Having tried some of the apps in the Airspace app store I’m surprised at the large variety of pointing and selection mechanisms being used by developers. Using the finger as a pointer to control the cursor seems easy enough (although it quickly becomes fatiguing after extended periods!), and most developers seem consistent in how they implement this. Getting the control:display gain correct is going to be a key challenge, as some apps require only the most subtle of finger movements to send the cursor flying accidentally. Smoothing the cursor position (e.g. using a Kalman filter) would help to deal with cursor jitter and unexpected movement.

There are a variety of selection methods being used, including finger poke and tap (two gestures recognised by the base SDK), dwell, and opening the hand. The latter selection gesture is used in the Jazz Hands game and works surprisingly well. While pointing to control a cursor, the user can make a selection by opening their hand up. While there is a little inadvertent movement of the cursor as a result of the gesture, it doesn’t require any direct movement of the pointing finger.

I’m not a fan of the poke and tap gestures but that might just be because I’ve yet to try a good implementation of them. I’ve implemented my own recogniser for tap gestures a couple of weeks ago and know how challenging it can be to get it feeling “right”.

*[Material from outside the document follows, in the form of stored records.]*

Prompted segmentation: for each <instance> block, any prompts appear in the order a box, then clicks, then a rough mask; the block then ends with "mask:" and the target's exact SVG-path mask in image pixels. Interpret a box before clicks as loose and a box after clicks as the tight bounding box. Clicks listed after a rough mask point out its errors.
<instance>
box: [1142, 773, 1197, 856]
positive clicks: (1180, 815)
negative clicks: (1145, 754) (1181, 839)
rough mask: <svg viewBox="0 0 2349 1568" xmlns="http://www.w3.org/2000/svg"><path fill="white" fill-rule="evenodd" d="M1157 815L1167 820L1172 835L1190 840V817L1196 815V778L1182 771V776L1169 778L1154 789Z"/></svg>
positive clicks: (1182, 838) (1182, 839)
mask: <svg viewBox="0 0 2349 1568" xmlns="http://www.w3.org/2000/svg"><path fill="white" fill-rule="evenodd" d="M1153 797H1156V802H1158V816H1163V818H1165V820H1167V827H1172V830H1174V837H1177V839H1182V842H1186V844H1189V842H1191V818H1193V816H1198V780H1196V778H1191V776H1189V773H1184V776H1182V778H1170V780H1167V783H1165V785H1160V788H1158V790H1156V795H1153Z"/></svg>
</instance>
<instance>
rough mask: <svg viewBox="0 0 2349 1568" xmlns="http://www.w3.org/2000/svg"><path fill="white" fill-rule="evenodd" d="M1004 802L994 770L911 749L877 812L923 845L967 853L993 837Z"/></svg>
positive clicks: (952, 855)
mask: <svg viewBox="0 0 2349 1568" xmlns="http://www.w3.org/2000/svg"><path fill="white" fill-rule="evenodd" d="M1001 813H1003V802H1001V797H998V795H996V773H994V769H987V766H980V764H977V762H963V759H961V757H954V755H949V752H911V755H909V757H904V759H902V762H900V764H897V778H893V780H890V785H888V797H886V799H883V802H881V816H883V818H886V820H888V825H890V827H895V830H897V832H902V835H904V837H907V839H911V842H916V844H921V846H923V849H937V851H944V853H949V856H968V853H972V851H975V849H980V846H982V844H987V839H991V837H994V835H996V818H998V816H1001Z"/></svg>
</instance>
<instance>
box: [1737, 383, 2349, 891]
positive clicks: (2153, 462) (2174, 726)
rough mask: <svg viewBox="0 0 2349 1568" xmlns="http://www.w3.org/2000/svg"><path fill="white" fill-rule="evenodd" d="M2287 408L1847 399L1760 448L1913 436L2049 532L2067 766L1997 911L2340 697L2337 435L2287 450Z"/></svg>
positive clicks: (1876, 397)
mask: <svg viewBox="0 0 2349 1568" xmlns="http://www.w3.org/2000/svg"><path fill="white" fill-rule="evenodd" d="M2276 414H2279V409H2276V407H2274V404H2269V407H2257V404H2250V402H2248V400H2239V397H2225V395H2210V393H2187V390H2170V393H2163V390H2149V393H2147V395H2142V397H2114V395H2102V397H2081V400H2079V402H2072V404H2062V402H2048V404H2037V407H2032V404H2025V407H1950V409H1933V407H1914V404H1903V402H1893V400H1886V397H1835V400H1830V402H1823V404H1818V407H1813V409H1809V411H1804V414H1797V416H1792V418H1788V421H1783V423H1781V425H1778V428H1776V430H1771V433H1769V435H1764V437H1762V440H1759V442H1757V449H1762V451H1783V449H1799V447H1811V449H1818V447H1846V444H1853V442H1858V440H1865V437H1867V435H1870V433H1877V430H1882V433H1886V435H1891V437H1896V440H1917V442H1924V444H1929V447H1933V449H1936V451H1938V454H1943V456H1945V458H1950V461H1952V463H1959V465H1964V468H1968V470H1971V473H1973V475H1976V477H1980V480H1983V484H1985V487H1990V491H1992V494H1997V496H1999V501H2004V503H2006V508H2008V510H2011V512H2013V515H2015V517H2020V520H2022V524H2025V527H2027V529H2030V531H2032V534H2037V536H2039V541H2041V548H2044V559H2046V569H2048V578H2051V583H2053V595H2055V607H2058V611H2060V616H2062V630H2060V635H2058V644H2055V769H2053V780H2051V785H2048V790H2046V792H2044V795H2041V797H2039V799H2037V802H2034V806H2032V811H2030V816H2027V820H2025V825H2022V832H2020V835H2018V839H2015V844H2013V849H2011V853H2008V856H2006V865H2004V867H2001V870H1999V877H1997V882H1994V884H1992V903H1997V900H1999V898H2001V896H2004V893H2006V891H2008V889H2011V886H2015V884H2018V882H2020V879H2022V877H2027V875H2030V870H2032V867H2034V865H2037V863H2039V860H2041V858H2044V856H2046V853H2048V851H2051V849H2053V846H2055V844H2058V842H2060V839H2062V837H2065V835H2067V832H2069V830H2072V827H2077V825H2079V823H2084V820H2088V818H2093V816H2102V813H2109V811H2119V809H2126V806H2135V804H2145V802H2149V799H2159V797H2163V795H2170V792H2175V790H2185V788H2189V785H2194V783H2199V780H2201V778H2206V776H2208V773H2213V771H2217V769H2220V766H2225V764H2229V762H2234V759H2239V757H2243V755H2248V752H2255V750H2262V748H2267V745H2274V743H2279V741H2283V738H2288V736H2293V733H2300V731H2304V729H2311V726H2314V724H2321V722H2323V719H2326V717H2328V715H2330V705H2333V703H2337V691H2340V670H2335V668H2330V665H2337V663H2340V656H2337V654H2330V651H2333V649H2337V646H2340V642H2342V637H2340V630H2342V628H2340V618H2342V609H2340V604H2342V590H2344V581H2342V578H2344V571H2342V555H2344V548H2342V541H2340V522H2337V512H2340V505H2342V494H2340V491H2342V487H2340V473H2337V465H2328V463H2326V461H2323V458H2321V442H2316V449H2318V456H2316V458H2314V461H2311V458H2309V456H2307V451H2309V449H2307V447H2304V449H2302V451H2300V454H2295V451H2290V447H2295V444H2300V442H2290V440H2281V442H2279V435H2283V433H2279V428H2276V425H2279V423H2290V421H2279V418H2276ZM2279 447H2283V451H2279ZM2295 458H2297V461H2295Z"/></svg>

Dwell selection is generally very accurate and I think that this is going to be one of the best selection methods for Leap going forward. This is largely because it allows the user to leap into an app (a terrible pun, I know) without having to figure out how to make selections. The immediacy of the visual feedback makes it obvious that by remaining over a button, something is taking place.

I’m excited about the future of Leap and other gesture interfaces because they offer the potential to create new ways of interacting with computers. It’s not the future, but it’s a step in the right direction.